CyrusOne - Specific Issues
Mr. Market began to discount good news from the data center sector. It was particularly noticeable regarding CyrusOne which had racked up the largest collection of wholesale leasing wins during the past couple of quarters. Some analysts reportedly were concerned that CyrusOne may be "buying the business," at lower margins.
Read more: Data Center REIT CyrusOne Sprints Ahead In Cloud Leasing Race, Yet ‘No Respect’
CyrusOne CEO Gary Wojtaszek addressed those concerns with analysts directly during recent earnings calls. He credited the company's "Massively Modular" building program as being responsible for both the speed to market and cost savings advantages.
Read more: CyrusOne Q3 Earnings – Trick or Treat?
However, during the Q3 2016 earnings release, CyrusOne’s announcement of a CFO change caught analysts and investors by surprise. Wojtaszek summed it up succinctly, "These things are never good…" answering a question on the earnings call regarding the sudden CFO transition. However, he immediately clarified his comment, pointing out that "Greg [Andrews] has done a masterful job here…" Notably, there was already a succession plan in place. Industry veteran Diane M. Morefield had already been tapped to assume the CFO role, and she came aboard in mid-November.
Investor Takeaway
During the past week, for the first time since the election -- despite the 10-year US Treasury interest rate continuing to rise -- data center REITs are once again being viewed positively by Wall Street investors.
The tailwinds driving the data center narrative have not changed.
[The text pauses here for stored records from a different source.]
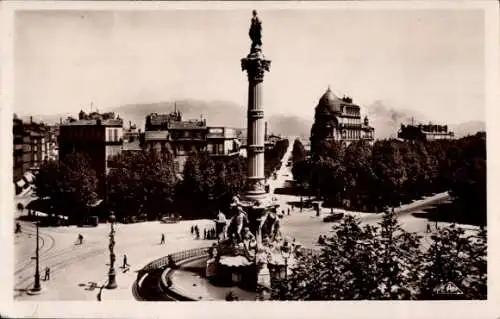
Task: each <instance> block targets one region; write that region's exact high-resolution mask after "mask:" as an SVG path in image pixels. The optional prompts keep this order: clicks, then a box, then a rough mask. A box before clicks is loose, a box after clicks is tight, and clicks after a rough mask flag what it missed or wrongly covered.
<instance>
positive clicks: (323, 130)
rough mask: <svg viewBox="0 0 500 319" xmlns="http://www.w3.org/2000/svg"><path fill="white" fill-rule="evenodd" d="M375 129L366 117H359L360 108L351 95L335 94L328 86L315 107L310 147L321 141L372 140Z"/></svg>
mask: <svg viewBox="0 0 500 319" xmlns="http://www.w3.org/2000/svg"><path fill="white" fill-rule="evenodd" d="M374 135H375V129H374V128H373V127H372V126H370V123H369V120H368V117H367V116H365V117H364V118H363V119H362V117H361V108H360V106H359V105H357V104H355V103H353V101H352V98H351V97H347V96H344V97H342V98H340V97H338V96H337V95H335V94H334V93H333V92H332V90H331V89H330V88H328V89H327V90H326V92H325V93H324V94H323V95H322V96H321V98H320V99H319V102H318V104H317V106H316V109H315V114H314V124H313V126H312V128H311V149H312V150H313V151H314V148H315V147H316V146H317V145H318V143H319V142H321V141H326V142H331V141H336V142H341V143H343V144H345V145H349V144H350V143H352V142H353V141H359V140H364V141H368V142H372V141H373V140H374Z"/></svg>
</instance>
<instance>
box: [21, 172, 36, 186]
mask: <svg viewBox="0 0 500 319" xmlns="http://www.w3.org/2000/svg"><path fill="white" fill-rule="evenodd" d="M23 177H24V179H25V180H26V182H28V183H29V184H31V183H33V182H34V181H35V176H34V175H33V174H31V172H26V173H24V176H23Z"/></svg>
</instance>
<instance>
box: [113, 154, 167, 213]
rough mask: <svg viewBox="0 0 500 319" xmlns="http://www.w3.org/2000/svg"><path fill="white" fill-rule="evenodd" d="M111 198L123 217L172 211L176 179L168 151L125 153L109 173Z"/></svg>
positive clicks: (117, 209)
mask: <svg viewBox="0 0 500 319" xmlns="http://www.w3.org/2000/svg"><path fill="white" fill-rule="evenodd" d="M107 178H108V186H107V189H108V199H109V202H110V206H111V207H112V208H113V209H114V210H115V213H117V217H118V218H120V219H126V218H128V217H131V216H137V215H140V214H146V215H147V217H148V219H155V218H157V217H159V216H161V215H163V214H165V213H173V212H174V210H175V208H174V193H175V186H176V183H177V178H176V176H175V170H174V162H173V158H172V155H171V154H170V153H169V152H166V151H162V152H157V151H142V152H133V153H122V154H120V155H118V156H116V157H115V158H114V167H113V169H112V170H111V171H110V173H109V175H108V177H107Z"/></svg>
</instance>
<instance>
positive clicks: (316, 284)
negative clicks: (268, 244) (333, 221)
mask: <svg viewBox="0 0 500 319" xmlns="http://www.w3.org/2000/svg"><path fill="white" fill-rule="evenodd" d="M332 233H333V235H332V236H329V237H328V238H327V239H326V240H325V242H324V243H323V244H322V248H321V252H320V254H319V255H318V256H309V255H306V256H299V258H298V260H297V265H296V266H295V267H294V268H293V269H292V273H291V274H290V275H289V276H288V279H285V280H280V279H278V280H276V281H274V282H273V283H272V294H271V298H272V299H275V300H366V299H369V300H415V299H439V298H443V296H436V295H435V293H434V291H435V288H436V287H437V286H439V285H440V284H443V283H448V282H453V283H454V284H456V285H457V286H458V287H459V288H460V289H461V290H462V291H463V292H464V297H465V298H466V299H486V290H487V289H486V287H487V285H486V278H487V275H486V268H487V265H486V231H485V230H482V231H480V232H479V233H478V235H477V236H473V237H471V236H465V235H464V233H463V230H460V229H458V228H456V227H449V228H447V229H445V230H442V231H441V232H440V233H438V234H437V235H436V236H435V237H434V238H433V244H432V245H431V247H430V248H429V250H428V251H426V252H425V251H424V250H423V247H422V246H421V241H420V237H419V236H417V235H416V234H413V233H409V232H406V231H404V230H403V229H402V228H401V226H400V225H399V224H398V222H397V219H396V215H395V214H393V213H390V212H388V213H386V214H385V215H384V218H383V220H382V222H381V223H380V226H379V227H377V226H370V225H365V226H362V225H361V223H360V221H359V219H357V218H355V217H353V216H350V215H348V216H346V217H344V219H343V220H342V221H341V222H340V224H338V225H335V226H334V227H333V232H332Z"/></svg>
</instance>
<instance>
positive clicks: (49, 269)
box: [43, 267, 50, 281]
mask: <svg viewBox="0 0 500 319" xmlns="http://www.w3.org/2000/svg"><path fill="white" fill-rule="evenodd" d="M43 280H44V281H47V280H50V268H49V267H45V276H44V277H43Z"/></svg>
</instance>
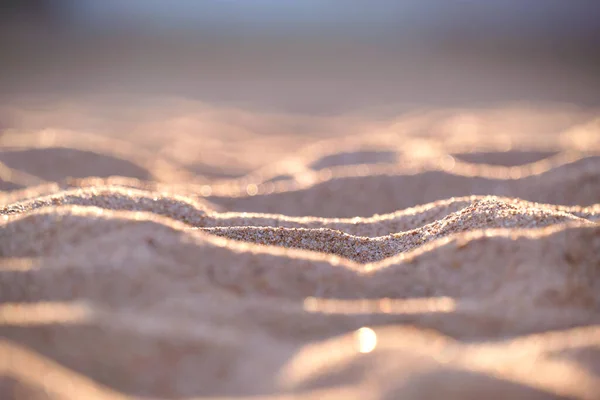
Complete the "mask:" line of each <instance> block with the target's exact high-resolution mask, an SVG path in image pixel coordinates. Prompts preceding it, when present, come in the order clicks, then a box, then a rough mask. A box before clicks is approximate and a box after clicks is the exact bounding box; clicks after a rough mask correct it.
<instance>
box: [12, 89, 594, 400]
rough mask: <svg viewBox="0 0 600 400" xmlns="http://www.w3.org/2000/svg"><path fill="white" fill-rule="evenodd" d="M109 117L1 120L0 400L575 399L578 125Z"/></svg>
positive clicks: (278, 112) (240, 112)
mask: <svg viewBox="0 0 600 400" xmlns="http://www.w3.org/2000/svg"><path fill="white" fill-rule="evenodd" d="M121 100H122V99H121ZM118 104H119V101H118V100H117V101H114V99H107V98H98V99H95V100H94V101H90V100H89V99H88V100H86V101H82V102H69V103H67V102H65V103H52V106H51V107H48V108H44V107H42V106H40V105H39V104H33V105H32V104H30V103H15V104H14V105H11V106H10V107H5V108H3V111H2V115H3V117H4V121H8V125H7V126H8V128H7V129H5V130H4V131H3V132H2V134H1V135H0V190H1V191H0V336H1V341H0V366H1V369H0V371H1V372H2V373H1V376H0V397H1V398H3V399H12V398H15V399H42V398H44V399H45V398H51V399H72V398H77V399H194V398H248V399H250V398H253V399H254V398H265V399H288V398H289V399H292V398H298V399H329V398H331V399H333V398H335V399H338V398H344V399H353V398H356V399H359V398H361V399H398V398H406V399H429V398H446V399H476V398H482V397H486V398H514V399H517V398H519V399H546V398H548V399H555V398H578V399H590V400H592V399H595V398H597V395H598V393H599V392H600V312H599V311H600V225H599V221H600V204H599V200H598V199H600V155H599V154H600V153H599V152H600V113H599V112H598V110H597V109H593V108H585V107H578V106H574V105H565V104H558V103H552V104H539V105H538V104H535V105H533V104H521V103H514V104H510V105H507V106H502V107H500V106H498V107H487V108H483V107H481V108H428V109H419V110H414V111H411V112H398V113H396V114H393V113H390V112H389V111H386V112H381V113H377V112H374V111H373V110H370V111H369V112H368V113H367V112H364V113H361V112H348V113H345V114H336V115H333V116H332V115H305V114H299V113H284V112H265V111H257V110H248V109H244V108H243V107H226V106H218V105H214V104H207V103H201V102H198V101H192V100H181V99H167V100H165V99H159V100H156V101H148V100H146V101H143V102H139V103H136V102H131V101H130V102H128V103H127V104H129V106H128V108H124V107H121V106H119V105H118ZM133 104H135V105H133Z"/></svg>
The secular drivers of cloud computing, streaming media, wireless data and the rise of the Internet of Things will continue to drive demand for both wholesale and retail data center leasing. The favorable supply and demand fundamentals on ground in most markets have not changed either.
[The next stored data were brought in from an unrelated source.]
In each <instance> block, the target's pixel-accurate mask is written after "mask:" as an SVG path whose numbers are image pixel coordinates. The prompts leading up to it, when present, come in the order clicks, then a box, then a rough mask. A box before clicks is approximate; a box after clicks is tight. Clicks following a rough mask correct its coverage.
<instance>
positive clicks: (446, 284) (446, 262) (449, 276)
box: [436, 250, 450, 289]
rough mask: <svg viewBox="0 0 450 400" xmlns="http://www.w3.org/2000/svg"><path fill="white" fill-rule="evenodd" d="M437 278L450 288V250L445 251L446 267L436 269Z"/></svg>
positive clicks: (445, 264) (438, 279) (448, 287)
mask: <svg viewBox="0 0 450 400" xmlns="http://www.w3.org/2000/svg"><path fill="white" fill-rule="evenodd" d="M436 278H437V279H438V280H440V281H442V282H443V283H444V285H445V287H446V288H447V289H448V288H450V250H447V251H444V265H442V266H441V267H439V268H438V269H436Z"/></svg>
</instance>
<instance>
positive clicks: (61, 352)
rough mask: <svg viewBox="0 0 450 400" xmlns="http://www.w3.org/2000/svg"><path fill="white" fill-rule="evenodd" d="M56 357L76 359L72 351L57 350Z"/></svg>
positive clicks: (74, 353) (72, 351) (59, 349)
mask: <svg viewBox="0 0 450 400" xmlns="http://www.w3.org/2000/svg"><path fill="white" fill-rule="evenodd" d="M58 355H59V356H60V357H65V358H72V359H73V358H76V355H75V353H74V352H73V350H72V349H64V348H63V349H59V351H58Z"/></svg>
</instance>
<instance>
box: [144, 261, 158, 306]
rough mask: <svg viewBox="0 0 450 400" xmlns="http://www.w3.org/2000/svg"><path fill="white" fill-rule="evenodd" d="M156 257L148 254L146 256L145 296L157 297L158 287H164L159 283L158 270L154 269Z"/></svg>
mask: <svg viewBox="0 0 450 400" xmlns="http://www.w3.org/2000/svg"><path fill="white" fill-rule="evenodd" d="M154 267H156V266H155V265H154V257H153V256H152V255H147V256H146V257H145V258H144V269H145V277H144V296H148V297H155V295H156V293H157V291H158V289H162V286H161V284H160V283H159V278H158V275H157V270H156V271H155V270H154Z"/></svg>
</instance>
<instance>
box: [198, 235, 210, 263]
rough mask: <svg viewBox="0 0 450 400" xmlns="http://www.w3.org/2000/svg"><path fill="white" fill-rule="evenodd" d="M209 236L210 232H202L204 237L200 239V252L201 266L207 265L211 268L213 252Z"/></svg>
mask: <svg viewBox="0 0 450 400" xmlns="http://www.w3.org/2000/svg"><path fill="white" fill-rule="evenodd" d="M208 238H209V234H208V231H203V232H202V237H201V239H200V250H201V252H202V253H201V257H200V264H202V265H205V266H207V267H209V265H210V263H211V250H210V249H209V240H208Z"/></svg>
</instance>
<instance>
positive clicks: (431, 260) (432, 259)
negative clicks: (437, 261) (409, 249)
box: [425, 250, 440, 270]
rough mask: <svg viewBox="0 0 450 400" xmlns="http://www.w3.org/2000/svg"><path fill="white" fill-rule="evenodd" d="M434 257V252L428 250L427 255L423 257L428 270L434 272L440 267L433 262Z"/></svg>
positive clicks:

In a rising interest rate environment, the ability for data center REITs to deploy new capital at mid-teen ROIC and deliver consistent FFO/AFFO per share growth, will continue to attract investors seeking dividend income and growth at a reasonable price.
CyrusOne shares have gained back ~16.75 percent during the past month, but they are still trading about 18 percent off of the highs for the year. Investors are adjusting to the latest new normal -- a Trump administration and rising interest rates -- while still dealing with uncertainty regarding how long the cloud land grab will last.